Safari has a few cool features IE doesn’t. One is the idea of tabbed browsing. Firefox has this too. You can open a new tab by clicking on the File menu and selecting New Tab or just type command-T (apple key and the T key simultaneously). This allows you to move between pages. You can also open multiple bookmarks in tabs with one click – I do this every morning – I have several pages I open at once in tabs – WSJ, ETrade, etc..

The other cool feature is RSS. Firefox has a plugin for it too. Many sites now have hidden code that puts all of their headlines in RSS data streams. If you go to http://news.yahoo.com/ for example, you will see an RSS in the right hand corner of the address bar. Click on it and it will open a window with all the “RSS feeds” – its a way to do a quick read of the articles on the website.
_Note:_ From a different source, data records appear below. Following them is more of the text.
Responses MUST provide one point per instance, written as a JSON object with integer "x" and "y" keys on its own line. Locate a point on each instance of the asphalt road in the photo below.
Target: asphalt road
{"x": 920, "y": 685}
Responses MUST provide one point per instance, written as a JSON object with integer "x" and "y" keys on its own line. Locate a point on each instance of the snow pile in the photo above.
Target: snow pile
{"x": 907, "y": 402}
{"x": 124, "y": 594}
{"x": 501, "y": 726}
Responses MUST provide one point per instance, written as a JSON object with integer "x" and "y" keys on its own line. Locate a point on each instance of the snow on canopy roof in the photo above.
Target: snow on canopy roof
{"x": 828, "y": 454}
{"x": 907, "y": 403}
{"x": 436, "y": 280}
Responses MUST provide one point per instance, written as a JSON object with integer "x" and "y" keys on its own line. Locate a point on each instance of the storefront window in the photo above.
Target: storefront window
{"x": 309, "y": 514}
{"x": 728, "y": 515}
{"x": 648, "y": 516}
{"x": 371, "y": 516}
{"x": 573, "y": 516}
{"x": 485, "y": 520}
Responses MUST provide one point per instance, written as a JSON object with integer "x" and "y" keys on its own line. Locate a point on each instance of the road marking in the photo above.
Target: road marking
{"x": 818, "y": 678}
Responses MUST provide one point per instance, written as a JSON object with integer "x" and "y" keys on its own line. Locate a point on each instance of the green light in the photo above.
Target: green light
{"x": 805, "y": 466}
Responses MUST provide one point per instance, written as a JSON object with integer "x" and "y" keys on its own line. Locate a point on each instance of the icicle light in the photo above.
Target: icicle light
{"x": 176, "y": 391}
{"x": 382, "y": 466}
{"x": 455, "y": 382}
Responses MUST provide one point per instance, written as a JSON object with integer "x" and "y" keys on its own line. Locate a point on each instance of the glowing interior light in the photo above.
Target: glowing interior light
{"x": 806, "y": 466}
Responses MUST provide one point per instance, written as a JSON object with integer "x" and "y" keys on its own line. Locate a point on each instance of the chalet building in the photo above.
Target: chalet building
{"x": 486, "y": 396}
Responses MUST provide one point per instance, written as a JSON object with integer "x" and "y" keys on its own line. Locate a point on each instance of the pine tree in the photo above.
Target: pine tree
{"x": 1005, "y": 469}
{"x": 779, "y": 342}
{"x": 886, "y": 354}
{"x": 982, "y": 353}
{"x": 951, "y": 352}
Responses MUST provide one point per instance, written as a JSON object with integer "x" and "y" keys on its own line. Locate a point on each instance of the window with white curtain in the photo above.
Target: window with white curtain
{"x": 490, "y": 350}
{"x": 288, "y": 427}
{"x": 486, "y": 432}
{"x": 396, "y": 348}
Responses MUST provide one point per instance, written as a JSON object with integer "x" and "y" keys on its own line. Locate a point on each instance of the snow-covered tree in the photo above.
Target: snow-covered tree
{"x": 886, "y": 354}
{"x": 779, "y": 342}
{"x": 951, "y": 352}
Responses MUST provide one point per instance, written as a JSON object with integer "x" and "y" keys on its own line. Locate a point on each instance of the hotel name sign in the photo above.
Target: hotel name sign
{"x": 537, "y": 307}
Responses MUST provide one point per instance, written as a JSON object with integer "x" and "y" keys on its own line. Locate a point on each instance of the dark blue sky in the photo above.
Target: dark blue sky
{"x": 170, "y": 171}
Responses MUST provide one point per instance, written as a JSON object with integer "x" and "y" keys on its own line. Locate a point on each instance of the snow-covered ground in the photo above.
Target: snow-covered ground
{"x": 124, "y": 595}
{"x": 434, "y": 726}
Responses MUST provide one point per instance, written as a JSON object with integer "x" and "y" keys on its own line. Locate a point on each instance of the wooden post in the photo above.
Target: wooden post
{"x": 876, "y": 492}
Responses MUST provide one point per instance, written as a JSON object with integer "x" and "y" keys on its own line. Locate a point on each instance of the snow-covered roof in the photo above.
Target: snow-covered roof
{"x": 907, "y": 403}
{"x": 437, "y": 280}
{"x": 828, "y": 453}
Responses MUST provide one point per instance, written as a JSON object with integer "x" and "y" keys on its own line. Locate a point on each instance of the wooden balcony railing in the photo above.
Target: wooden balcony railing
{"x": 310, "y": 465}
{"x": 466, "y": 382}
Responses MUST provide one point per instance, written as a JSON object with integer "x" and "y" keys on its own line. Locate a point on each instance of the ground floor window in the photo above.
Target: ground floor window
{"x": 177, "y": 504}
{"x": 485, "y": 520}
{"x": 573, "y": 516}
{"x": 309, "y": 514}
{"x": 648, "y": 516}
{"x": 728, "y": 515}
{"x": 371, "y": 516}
I use this for sites like BBC, WSJ, Yahoo news, etc to see all headlines quickly.

Oh, one more cool feature. Google is built into the top of the Safari browser – on the right just type in what you want to search for. In Firefox that same box appears and its configurable to add other search engines. I use it all the time.
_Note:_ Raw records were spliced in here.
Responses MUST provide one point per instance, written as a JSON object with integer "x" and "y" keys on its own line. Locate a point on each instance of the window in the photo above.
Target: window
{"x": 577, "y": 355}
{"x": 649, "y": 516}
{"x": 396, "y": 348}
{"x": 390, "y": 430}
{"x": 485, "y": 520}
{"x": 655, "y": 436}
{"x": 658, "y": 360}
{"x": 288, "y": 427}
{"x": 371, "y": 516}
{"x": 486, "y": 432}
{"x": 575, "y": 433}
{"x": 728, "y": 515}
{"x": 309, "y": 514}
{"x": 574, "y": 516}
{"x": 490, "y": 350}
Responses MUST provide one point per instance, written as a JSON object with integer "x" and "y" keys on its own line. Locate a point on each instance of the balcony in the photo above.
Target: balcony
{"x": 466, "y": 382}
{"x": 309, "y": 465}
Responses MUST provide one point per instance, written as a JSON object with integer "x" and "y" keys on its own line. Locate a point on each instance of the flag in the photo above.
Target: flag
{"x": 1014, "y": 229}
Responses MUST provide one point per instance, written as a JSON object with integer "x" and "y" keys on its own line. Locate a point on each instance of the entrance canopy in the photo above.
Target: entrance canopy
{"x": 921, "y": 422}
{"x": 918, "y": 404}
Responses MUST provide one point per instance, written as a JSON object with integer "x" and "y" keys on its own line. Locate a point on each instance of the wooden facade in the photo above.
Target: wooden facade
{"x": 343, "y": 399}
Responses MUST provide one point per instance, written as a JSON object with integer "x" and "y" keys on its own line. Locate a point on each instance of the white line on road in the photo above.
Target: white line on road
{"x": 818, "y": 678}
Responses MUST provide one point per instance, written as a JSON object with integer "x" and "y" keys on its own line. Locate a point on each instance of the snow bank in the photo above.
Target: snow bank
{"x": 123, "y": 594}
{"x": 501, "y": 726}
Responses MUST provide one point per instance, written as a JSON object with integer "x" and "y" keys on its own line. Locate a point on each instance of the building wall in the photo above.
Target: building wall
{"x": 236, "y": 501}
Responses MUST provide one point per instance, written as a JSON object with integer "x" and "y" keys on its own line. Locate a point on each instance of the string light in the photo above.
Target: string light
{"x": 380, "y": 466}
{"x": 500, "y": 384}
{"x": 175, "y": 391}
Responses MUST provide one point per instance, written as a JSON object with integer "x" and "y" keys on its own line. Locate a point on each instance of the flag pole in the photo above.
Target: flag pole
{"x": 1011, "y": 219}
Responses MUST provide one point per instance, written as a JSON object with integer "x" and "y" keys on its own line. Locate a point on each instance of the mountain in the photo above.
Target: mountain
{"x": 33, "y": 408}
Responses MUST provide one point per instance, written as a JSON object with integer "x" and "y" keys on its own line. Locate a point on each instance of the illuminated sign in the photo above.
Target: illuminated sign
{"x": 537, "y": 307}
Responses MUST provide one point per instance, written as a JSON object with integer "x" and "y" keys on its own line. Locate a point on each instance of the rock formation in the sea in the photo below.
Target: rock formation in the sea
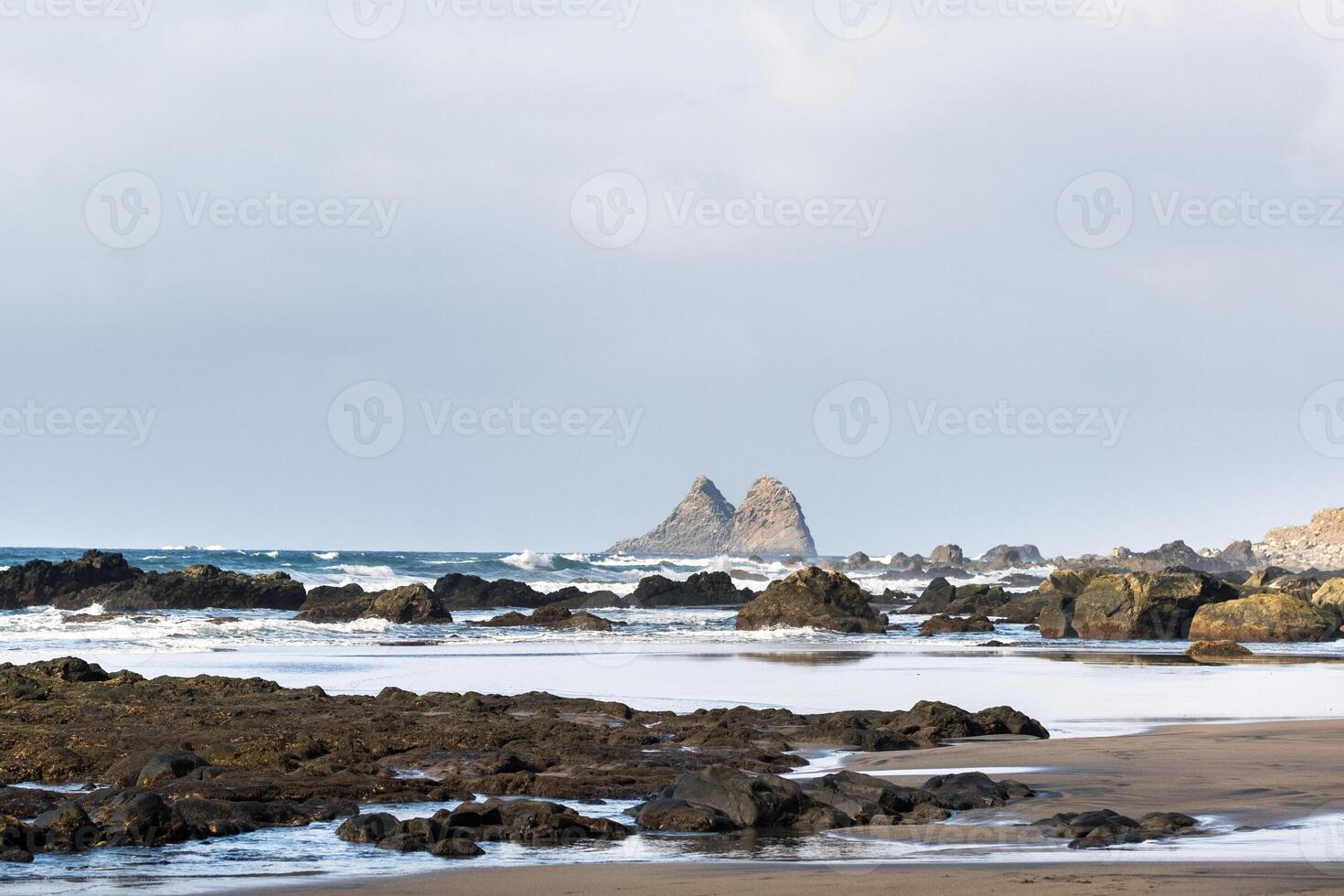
{"x": 551, "y": 617}
{"x": 703, "y": 524}
{"x": 109, "y": 581}
{"x": 1135, "y": 606}
{"x": 699, "y": 590}
{"x": 814, "y": 598}
{"x": 409, "y": 604}
{"x": 1316, "y": 546}
{"x": 1265, "y": 618}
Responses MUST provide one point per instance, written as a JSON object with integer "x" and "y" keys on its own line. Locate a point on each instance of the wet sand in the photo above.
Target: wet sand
{"x": 1249, "y": 774}
{"x": 875, "y": 880}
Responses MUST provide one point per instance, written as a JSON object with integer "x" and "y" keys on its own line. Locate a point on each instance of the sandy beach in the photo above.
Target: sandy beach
{"x": 1255, "y": 775}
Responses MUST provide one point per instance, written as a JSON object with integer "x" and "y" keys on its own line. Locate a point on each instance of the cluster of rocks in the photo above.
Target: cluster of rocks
{"x": 551, "y": 617}
{"x": 814, "y": 598}
{"x": 948, "y": 560}
{"x": 456, "y": 833}
{"x": 1106, "y": 827}
{"x": 722, "y": 798}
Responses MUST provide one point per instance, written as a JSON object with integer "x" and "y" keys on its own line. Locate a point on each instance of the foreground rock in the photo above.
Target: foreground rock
{"x": 1106, "y": 827}
{"x": 1265, "y": 618}
{"x": 814, "y": 598}
{"x": 251, "y": 741}
{"x": 768, "y": 521}
{"x": 454, "y": 833}
{"x": 409, "y": 604}
{"x": 722, "y": 798}
{"x": 1215, "y": 650}
{"x": 108, "y": 579}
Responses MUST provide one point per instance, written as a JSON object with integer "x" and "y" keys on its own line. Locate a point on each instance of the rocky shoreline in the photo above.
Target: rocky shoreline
{"x": 175, "y": 759}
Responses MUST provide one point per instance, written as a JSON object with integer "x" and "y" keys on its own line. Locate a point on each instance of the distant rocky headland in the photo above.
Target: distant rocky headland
{"x": 769, "y": 520}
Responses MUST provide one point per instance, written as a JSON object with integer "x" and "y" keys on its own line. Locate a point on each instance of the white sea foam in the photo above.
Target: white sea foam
{"x": 529, "y": 560}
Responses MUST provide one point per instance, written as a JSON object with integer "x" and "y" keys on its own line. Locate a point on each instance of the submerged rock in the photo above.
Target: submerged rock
{"x": 814, "y": 600}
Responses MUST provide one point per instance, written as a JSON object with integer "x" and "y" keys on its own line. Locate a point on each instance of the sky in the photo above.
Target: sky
{"x": 503, "y": 274}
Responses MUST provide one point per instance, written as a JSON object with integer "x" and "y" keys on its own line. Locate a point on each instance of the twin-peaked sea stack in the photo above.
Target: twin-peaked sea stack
{"x": 768, "y": 521}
The only problem is older websites that have Microsoft specific code in them – they sometimes behave badly in Safari or Firefox. This is a pain in the butt but its also why the Mac is more secure. In email and web browsing Microsoft Active X controls don’t work. And the hackers use these controls to “control” your computer. Smart programmers use more advanced tools like java and flash to do cool stuff, lazy ones use active x – in my opinion. When you hit a website like that try using the old version of IE or unfortunately go to a Windows XP machine. Finally, don’t forget you will probably have to load up plugins from time to time – like Macromedia Flash and Adobe Acrobat. There are Mac versions of those applications too.

Jim

Mac OSX notes

Tuesday, December 20th, 2005

Switchers – those that Switch from Windows XP to Mac OSX often struggle with the concept of active applications. A friend asked how do you close a window without closing the whole application. She clicked on the red x and thought it was all gone. In short:

Make what you want to close “active”, go the the menu and click on the first item (the name of the application and pull down the menu to quit. OR simply type the command key (the apple key next to the space bar) and Q at the same time.

Key principle here is that Mac OS X applications can run simultaneously and you can switch between them by either clicking on the active application on the Dock at the bottom or holding down the command (apple) key and hitting the tab key. You can tell an application is active when there is a black triangle underneath it. Note, the finder (the face) and the dashboard (speedometer) are always active.

Each application shares the menu at the top when its “active” so you will see it change when you command-tab or click on the application in the dock.

Windows are closed with the red dot but that doesn’t close the application. Windows are minimized with the yellow button (they drop down to the dock). And they are optimized by the green dot – either made bigger or fit to the screen.